42% des élèves sont des étrangers, venant de 130 pays différents. En 2000, on comptait 1.000 étudiants étrangers, c’est quatre fois moins qu’aujourd’hui. Interviewé par 20 Minutes un jour avant le compte-rendu, Hervé Crès commentait: «Ma plus grande crainte est qu’on finisse par jeter le bébé avec l’eau du bain»…

Tara Heuzé, une élève de l’université, estime excessive la charge contre le président dans un article paru sur La Tribune: «À Harvard, le budget annuel est de 1 milliard de dollar.[…] Pour être une université de rang mondial, il faut être capable de rivaliser sur la scène de la recherche internationale, il faut être capable d'attirer les meilleurs, et il faut être capable de donner les moyens (dans tous les sens du terme) aux gens qualifiés pour faire changer les choses pour le bien de la «chose publique» plutôt que ceux‐ci ne se dirigent vers le secteur privé.»

Pour Tara, il ne faut pas «refuser l’exception». La réponse du gouvernement, si elle est excessive, risque sérieusement de porter atteinte à l’image de Sciences Po. «En France, nous sommes les champions de l’auto-dévalorisation…», déplore-t-elle.
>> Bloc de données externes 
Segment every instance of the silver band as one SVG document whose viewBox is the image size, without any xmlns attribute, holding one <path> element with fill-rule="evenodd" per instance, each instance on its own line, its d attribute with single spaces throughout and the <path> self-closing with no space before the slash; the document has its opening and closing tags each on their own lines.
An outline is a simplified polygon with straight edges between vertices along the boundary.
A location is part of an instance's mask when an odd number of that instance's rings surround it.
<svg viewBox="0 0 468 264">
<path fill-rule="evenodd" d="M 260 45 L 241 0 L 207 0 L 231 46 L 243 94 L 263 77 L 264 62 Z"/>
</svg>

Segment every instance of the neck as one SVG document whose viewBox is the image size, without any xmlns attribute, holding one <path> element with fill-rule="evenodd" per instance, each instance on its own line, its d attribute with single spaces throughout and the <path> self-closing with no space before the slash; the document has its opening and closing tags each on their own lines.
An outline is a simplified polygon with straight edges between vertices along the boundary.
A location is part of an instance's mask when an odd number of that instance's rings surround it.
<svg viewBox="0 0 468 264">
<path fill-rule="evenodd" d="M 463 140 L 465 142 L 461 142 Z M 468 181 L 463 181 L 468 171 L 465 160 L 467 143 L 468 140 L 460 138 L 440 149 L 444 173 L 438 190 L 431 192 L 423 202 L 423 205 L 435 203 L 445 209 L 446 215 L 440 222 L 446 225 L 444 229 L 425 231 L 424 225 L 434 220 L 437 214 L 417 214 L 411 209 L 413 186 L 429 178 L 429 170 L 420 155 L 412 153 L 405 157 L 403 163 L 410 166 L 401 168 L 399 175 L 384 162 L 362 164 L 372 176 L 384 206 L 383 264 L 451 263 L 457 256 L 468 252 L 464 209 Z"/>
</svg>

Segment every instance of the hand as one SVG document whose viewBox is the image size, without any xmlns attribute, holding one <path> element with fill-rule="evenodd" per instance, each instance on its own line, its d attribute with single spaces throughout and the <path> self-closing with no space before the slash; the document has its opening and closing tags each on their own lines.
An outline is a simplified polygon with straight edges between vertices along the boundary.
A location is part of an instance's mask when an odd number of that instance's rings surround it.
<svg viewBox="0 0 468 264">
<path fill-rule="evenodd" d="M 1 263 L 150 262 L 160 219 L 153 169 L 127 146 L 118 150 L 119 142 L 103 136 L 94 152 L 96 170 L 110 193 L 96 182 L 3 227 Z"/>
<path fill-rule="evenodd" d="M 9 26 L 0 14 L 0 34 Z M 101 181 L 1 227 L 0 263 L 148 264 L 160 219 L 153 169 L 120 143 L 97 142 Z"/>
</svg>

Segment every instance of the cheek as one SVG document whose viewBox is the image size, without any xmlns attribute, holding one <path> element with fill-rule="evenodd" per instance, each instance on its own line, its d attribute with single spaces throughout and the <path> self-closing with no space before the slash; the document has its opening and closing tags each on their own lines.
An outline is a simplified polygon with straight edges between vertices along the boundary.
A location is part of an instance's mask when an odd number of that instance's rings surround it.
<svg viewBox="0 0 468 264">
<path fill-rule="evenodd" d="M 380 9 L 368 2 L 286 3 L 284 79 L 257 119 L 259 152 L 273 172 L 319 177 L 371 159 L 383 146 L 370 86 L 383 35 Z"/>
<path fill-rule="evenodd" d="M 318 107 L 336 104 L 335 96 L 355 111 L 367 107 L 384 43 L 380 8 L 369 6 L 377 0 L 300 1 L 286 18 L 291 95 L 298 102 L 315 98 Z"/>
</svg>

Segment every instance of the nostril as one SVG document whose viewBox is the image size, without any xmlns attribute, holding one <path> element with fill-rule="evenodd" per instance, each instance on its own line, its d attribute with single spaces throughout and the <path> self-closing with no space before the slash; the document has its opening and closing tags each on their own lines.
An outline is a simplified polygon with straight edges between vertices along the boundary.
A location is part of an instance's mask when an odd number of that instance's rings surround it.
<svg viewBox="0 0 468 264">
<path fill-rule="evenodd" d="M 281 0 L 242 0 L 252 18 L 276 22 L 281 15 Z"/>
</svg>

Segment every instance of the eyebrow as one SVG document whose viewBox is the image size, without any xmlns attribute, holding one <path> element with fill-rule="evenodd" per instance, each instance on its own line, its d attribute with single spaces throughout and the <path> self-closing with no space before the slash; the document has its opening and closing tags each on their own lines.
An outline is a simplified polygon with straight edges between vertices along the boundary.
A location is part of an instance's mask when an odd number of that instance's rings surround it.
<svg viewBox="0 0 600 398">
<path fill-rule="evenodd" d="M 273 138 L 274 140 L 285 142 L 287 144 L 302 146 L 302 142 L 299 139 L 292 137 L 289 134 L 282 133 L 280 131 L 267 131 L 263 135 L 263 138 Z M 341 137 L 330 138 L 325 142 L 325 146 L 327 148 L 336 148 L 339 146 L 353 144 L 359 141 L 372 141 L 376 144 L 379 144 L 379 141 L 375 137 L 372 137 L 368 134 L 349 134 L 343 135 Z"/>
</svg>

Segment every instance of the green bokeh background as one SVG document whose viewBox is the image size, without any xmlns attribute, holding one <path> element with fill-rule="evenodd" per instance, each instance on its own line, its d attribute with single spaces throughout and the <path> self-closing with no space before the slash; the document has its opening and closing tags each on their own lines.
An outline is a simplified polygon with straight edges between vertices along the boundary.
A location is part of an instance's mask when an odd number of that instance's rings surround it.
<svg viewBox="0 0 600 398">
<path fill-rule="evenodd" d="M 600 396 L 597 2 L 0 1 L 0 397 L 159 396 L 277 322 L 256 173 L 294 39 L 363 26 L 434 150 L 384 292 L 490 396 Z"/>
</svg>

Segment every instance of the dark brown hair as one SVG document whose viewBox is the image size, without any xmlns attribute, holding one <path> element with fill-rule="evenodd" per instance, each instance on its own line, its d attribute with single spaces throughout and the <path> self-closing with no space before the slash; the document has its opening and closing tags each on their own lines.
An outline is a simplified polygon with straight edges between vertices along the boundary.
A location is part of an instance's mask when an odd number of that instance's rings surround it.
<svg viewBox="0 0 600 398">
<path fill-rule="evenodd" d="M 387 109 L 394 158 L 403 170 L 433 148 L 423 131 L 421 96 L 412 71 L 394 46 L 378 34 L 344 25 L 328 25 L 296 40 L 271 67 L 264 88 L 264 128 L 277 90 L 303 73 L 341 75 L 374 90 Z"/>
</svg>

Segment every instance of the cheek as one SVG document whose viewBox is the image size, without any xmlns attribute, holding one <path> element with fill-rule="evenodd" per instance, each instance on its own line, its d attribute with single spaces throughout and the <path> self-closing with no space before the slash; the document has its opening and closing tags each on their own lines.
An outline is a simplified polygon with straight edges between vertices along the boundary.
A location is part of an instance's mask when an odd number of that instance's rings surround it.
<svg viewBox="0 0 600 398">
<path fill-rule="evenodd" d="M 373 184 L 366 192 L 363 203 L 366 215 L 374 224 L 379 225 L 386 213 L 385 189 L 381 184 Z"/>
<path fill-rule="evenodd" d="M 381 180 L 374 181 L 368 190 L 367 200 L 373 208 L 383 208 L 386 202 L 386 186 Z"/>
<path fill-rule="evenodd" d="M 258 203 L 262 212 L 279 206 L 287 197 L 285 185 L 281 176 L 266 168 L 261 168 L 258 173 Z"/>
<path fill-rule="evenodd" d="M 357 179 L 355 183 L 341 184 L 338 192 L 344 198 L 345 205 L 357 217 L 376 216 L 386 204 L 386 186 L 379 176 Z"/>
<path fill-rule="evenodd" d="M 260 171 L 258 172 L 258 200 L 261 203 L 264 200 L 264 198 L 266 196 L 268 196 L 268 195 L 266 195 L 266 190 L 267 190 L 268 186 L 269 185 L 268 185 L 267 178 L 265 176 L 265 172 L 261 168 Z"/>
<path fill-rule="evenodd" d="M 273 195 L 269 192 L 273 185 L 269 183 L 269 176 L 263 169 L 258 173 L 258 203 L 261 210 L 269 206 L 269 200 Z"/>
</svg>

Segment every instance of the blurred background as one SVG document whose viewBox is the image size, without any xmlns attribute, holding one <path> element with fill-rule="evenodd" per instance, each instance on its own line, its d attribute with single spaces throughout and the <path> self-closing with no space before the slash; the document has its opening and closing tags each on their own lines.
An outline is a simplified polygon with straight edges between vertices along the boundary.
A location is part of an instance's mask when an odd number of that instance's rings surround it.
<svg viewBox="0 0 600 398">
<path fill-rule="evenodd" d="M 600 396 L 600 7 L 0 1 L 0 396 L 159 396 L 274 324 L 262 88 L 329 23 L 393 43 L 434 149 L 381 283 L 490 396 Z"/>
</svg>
Dans le fond, l’État reproche à l’université de ne pas se conformer aux usages des universités dites «moyennes». Des mesures permettant un droit de regard sur la gestion de l’université ont été décidées: des représentants de l’État seront nommés au sein du conseil d’administration.

Ainsi, la succession à Richard Descoings est rouverte. D’éventuelles poursuites judiciaires pourront être engagées contre les actuels dirigeants. Le prochain dirigeant de Sciences Po aura fort à faire…

Selon la ministre, il sera conseillé à ce dernier de «retoiletter» les «statuts» de l’administration.